We joke that Netflix is ​​a log production service that occasionally streams videos. Logging, streaming, exception handling – these are hundreds of thousands of requests per second. Therefore, scaling is necessary when we want to apply applied ML in telemetry and logging. For this reason, we are careful about scaling text deduplication, looking for semantic similarities, and detecting text outliers. When business problems are solved in real time, there is no other way.

Our solution involves representing each row in a low-dimensional vector and optionally “fine-tuning” or simultaneously updating the embed model, assigning it to a cluster, and defining the lines in different clusters as “different”. Location-aware hashing – a probabilistic algorithm that allows you to assign clusters in constant time and search for nearest neighbors in almost constant time.

LSH works by mapping a vector representation to a set of scalars. Standard hashing algorithms tend to avoid collisions between any two matching inputs. LSH tends to avoid collisions if the inputs are far apart and promotes them, if they are different, but located close to each other in vector space.

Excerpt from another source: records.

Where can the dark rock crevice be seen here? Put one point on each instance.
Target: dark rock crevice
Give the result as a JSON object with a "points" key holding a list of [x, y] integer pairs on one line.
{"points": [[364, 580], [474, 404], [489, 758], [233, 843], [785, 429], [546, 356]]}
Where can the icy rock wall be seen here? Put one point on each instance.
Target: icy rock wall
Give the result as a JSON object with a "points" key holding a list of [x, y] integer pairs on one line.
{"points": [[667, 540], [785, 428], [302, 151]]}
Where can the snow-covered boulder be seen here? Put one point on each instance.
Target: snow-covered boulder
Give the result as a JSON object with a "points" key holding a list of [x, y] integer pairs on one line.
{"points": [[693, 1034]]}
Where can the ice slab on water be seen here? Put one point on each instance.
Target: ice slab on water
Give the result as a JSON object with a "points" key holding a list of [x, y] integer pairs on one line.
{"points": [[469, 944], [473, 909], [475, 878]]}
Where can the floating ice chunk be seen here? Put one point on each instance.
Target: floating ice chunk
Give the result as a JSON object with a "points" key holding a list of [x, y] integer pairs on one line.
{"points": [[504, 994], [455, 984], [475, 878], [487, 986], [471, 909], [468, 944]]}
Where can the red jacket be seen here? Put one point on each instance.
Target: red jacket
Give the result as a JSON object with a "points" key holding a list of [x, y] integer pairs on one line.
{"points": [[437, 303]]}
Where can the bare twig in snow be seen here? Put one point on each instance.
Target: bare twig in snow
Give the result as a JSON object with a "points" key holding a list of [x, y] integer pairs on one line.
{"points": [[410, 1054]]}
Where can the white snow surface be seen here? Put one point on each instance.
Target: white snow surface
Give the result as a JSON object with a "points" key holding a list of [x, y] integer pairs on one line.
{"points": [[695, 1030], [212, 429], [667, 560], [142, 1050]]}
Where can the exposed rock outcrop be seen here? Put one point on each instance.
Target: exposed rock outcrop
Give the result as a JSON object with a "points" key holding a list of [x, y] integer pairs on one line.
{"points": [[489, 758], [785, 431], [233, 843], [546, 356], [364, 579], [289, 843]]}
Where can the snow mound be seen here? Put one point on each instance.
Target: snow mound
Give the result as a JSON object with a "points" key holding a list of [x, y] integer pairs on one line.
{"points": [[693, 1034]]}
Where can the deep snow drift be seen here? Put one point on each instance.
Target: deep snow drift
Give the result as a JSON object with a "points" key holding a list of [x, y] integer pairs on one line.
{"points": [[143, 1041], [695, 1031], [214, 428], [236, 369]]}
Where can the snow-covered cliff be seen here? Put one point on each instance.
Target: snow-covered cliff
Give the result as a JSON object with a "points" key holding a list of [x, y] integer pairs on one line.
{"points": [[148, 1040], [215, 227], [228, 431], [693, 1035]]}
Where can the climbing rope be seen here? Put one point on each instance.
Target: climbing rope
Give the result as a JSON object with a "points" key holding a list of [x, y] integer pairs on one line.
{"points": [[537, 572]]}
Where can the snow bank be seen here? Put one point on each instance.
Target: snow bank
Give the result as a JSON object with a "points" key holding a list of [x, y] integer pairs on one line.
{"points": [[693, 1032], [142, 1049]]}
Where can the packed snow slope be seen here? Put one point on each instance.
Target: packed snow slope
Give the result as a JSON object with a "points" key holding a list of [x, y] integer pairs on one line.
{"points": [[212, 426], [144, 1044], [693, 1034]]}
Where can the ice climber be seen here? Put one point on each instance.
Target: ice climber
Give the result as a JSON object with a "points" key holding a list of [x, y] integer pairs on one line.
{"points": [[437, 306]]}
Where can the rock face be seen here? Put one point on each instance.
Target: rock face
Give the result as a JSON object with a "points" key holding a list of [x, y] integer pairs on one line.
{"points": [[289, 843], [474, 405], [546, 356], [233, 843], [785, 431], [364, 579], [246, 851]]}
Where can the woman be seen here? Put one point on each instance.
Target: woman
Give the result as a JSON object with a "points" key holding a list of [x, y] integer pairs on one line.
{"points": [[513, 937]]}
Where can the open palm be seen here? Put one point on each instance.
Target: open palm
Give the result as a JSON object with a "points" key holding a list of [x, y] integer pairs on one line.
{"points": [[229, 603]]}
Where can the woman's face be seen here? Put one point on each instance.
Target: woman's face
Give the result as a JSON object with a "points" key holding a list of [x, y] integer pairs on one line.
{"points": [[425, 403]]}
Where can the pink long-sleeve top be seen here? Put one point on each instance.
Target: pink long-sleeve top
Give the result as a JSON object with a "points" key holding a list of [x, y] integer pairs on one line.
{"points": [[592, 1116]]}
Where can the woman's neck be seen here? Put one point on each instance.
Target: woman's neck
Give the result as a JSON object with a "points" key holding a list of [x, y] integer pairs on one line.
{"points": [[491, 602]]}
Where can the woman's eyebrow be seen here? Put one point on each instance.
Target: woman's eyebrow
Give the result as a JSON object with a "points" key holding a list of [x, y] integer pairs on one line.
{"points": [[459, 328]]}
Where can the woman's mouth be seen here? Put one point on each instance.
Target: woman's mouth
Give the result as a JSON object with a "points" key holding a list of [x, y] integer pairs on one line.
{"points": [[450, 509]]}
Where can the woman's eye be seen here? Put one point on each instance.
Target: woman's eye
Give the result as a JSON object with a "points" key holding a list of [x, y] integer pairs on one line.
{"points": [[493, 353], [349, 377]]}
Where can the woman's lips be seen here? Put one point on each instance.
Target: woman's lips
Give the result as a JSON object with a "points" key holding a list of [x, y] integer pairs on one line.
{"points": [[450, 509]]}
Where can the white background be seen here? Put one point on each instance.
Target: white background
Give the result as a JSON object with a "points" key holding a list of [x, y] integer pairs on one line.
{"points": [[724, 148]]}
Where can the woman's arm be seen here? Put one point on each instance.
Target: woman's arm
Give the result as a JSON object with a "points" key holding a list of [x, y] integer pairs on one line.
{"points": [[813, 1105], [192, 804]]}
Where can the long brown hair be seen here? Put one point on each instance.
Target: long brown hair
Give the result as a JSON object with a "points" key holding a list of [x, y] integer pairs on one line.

The vector representing the phrase “log in error, check error” can be matched with a binary number 01… Then 01 represents a cluster. The vector “problem authentificating” with a high probability can also be displayed in 01. So LSH provides a fuzzy comparison and solves the inverse problem – a fuzzy difference. Early applications of LSH were over multidimensional vector spaces from a set of words. We could not think of a single reason why he would not work with spaces of vector representation of words. There are indications that others thought same

The above shows the use of LSH when placing characters in the same group, but upside down.

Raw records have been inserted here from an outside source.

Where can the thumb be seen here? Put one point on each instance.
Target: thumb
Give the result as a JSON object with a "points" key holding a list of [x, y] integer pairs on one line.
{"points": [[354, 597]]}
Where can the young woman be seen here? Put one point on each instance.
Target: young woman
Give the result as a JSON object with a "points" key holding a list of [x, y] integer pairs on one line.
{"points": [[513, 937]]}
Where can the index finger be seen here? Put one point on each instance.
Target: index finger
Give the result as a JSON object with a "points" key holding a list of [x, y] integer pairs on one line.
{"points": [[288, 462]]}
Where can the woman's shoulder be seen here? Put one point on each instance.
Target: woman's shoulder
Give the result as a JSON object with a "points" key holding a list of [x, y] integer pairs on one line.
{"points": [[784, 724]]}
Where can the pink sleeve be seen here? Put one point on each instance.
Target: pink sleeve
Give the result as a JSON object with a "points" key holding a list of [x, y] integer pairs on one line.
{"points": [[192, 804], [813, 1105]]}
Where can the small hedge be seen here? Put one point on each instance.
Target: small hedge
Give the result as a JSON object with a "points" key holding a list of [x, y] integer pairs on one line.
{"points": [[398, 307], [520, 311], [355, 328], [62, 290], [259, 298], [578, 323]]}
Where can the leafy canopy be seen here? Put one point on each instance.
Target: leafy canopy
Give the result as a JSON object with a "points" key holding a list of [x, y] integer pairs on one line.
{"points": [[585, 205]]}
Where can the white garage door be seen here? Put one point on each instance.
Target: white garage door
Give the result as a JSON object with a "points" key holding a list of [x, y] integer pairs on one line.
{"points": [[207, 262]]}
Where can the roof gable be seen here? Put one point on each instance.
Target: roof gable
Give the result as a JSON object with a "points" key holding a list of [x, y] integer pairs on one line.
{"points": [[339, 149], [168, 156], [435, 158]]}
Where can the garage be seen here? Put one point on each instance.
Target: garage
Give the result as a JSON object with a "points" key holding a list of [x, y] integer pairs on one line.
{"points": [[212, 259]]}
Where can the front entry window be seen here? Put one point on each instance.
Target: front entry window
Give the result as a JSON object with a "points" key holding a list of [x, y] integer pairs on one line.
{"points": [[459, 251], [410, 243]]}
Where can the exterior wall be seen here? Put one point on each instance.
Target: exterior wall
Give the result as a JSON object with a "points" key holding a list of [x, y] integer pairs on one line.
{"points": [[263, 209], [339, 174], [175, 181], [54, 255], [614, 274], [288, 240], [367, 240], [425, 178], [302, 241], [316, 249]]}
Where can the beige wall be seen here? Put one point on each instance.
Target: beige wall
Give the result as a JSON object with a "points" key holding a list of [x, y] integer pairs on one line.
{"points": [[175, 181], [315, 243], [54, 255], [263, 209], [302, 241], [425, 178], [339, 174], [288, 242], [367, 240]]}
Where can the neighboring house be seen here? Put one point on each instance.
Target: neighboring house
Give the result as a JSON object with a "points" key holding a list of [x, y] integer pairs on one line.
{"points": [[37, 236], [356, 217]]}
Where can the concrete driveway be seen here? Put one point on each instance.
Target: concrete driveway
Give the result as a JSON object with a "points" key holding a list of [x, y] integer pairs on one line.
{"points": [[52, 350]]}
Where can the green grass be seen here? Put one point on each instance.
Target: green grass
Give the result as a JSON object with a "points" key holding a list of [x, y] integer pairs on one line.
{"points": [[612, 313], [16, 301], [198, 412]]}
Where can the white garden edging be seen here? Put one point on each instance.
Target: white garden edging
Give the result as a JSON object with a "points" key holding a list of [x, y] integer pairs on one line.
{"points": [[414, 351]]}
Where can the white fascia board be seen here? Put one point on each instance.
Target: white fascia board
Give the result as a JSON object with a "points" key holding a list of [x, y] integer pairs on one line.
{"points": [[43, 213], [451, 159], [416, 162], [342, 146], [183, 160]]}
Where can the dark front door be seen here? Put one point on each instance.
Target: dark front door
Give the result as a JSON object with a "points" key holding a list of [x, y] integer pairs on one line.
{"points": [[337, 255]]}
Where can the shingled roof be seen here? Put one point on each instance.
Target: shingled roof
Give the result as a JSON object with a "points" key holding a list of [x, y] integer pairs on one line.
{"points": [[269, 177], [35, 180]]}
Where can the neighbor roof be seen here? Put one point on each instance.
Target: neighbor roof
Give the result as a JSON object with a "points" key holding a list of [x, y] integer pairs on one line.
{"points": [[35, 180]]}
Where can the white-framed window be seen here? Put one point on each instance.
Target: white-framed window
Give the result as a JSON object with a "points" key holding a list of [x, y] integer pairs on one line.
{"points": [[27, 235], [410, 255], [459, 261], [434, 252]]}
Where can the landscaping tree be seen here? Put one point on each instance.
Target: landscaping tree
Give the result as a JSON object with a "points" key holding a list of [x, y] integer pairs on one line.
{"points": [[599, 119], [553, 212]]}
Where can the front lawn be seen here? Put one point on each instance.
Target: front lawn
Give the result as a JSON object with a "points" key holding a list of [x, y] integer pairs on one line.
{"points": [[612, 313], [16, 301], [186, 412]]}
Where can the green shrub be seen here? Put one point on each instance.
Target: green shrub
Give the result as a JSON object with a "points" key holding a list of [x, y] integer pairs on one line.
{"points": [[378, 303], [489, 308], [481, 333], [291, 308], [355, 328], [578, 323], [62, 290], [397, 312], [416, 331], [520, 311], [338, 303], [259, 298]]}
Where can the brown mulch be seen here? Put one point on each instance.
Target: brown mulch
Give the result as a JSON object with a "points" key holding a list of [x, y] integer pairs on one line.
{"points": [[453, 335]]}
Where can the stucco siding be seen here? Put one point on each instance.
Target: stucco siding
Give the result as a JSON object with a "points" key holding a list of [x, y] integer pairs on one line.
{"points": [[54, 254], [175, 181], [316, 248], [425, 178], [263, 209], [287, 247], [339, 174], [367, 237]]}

The work we did to apply LSH and vector cutaway views by detecting text outliers in build logs now allows the engineer to view a small portion of the log lines to identify and fix potential business-critical errors. It also allows you to achieve semantic clustering of almost any line of the log in real time.

This approach now works in every build of Netflix. The semantic part allows you to group seemingly dissimilar items based on their meaning and display those items in emissions reports.

## A few examples

Favorite example of semantic diff. 6892 lines turned into 3.

Another example: this assembly recorded 6044 lines, but 171 remained in the report. The main problem surfaced almost immediately on line 4036.

Of course, it is faster to parse 171 lines than 6044. But how did we get such large assembly logs? Some of the thousands of build tasks are stress tests for consumer electronics are executed in trace mode. It is difficult to work with such a volume of data without preliminary processing.

Compression ratio: 91366/455 = 205.3.

There are various examples that reflect the semantic differences between frameworks, languages, and build scripts.

## Conclusion

The maturity of the open source transfer learning products and SDK has solved the Semantic Nearest Neighbor Search problem with LSH in very few lines of code. We were interested in the special benefits that transfer learning and fine tuning bring to the app. We are happy to be able to solve such problems and help people do what they do better and faster.

We hope you are considering joining Netflix and becoming one of the great colleagues whose lives we make life easier with machine learning. Engagement is Netflix’s core value, and we’re particularly interested in fostering different perspectives on tech teams. Therefore, if you are in analytics, engineering, data science, or any other field, and have atypical industry experience, the authors would especially love to hear from you!